I bought 3 yards of pawprint fleece to make 
snuggle sacks & cushions for Dahlias new
bed.It didnt have much padding inside.
She loved it and acts like she knows whos getting
it too! **See/click on video below**


----------



## flippedstars (Dec 16, 2009)

LOL that's a dog that knows its hers!


----------



## Dragonfly (Jun 6, 2010)

LOL Aww that happy butt dance is what I live for! LOL I love it! She so knows what's good! lol at the end bless her for being over excited.


----------



## Dazy Mae (Aug 10, 2008)

Dragonfly said:


> LOL Aww that happy butt dance is what I live for! LOL I love it! She so knows what's good! lol at the end bless her for being over excited.


Oh that is cute! The "happy butt dance" I love it and little D is just a hoot!


----------



## LittleHead (May 20, 2004)

That Dahlia is too cute!
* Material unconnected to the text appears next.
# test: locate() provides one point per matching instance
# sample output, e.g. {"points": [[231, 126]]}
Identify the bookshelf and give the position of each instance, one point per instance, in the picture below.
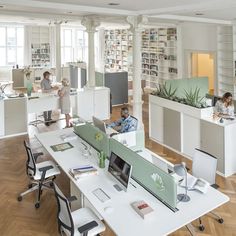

I love the honking at the end; Britney does that when she is super excited as well :lol:


----------



## *Princess* (Feb 7, 2009)

haha that is so cute. bless her x


----------



## AC/DC Fan (Sep 15, 2010)

She's so adorable!


----------



## kimr (Nov 14, 2010)

She is the cutest little thing! 

I've got to pick up some material and make Gracie a snuggle sack...Is this the first one you've made?


----------



## 17428 (Jul 10, 2009)

I made one out of lavendar fleece.
It is huge and 3 chis could fit in it.
It was so simple and done in 10 mins.
I made it like a pillow case.
It is no way as nice as Darlene makes them
with much more detail!!


----------